“I tell you friends there’s a song in every town,” Pat Green warbled in his hit “Songs About Texas.” It’s hard to argue with that, given the evidence.
Dallas, wrote Jimmie Dale Gilmore, “gives a beautiful light,” at least when seen from a DC 9 at night. Glen Campbell could hear Galveston’s “sea winds blowing” from the jungles of Vietnam. Bob Wills swung with “A Ding Dong Daddy from Dumas.” Yes, Dumas has a song.
This comes to mind as Gov. Greg Abbott and the Texas Legislature begin a special summer session to — among other ugly things — muddy up all that local color with renewed efforts to mute the voices of local residents.
The Republican-led Legislature will step up its efforts to pre-empt decisions of local voters on issues ranging from local taxes to tree protection, bathroom use, annexation and driving while texting. Next thing you know, they’ll order the removal of town names from water towers.
The political implications of this assault have received some notice, but too little attention has been paid to the cultural consequences, which could be heartbreaking.
Listen: Fort Worth is not like Houston, and the loyalists of both towns are glad for that fact. Laredo and Texarkana are as different as the distance between them suggests. Austin is weird, the locals brag, but El Paso earned its own time zone, called, poetically enough, Mountain Time. Central Time is so middle-of-the-road.

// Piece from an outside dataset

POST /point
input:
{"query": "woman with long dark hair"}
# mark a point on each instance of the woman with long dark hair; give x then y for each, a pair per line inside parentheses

And while both San Antonio and Tyler gave us famous roses, the towns are as wonderfully unique as Earl Campbell and the melody deep within Bob Wills’ heart.
Many rural lawmakers – mostly Republicans, in fact – have recognized the threat to local life when it comes to issues like school vouchers. In many medium-sized and small towns, social life and culture revolve around public schools. These lawmakers won’t sacrifice their hometown culture — think “Friday Night Lights” — to the ideological whims of school privatizers.
A little sympathy for the cities from these rural legislators is called for. Every town and city has a culture of its own. Those unique cultures are reflected in and by the political decisions of local residents. Take away the latter and we’ll lose the former. Cities would become mere institutional vassals of the state, conditioned upon their loyalty and allegiance to state leaders.
As framed by Abbott, rural Republicans might think this is a defense of their cultures against urban cultures. It’s not. It’s the threatened erasure of local cultures — period.
Listen to the late Paul Weyrich, icon of the right and co-founder of the American Legislative Exchange Council (ALEC): “Small scale is critical to local life, to the ability of local people to control what happens where they live.”
That was then; this is now. “Thanks in part to ALEC’s promotion of the concept, [local] pre-emption has become the most powerful statehouse tactic of our time,” writes Slate’s Henry Grabar.
In our system of government, there are times when a higher level needs to intervene with a lower level. The historic move to end state-enforced racial segregation comes to mind. Texas leaders’ current usurpation of local decision-making isn’t based on such moral urgency.
Abbott, Lt. Gov. Dan Patrick and others are becoming the government equivalents of helicopter parents.
The Legislature will be up to other mischief this summer. School funding will probably be overlooked. Women will likely lose more rights over their bodies. Lawmakers will continue to only “study” the tragic increase in maternal mortality in Texas.
Many of the policies on Abbott’s session agenda are hateful, even dangerous. In this context, it might be easy to overlook the consequences of the assault on local culture.
The places and people and culture we love most in Texas are, you might say, locally grown. This is as true for a conservative in Perryton as it is for a liberal in Houston. Our state leaders should recognize that fact.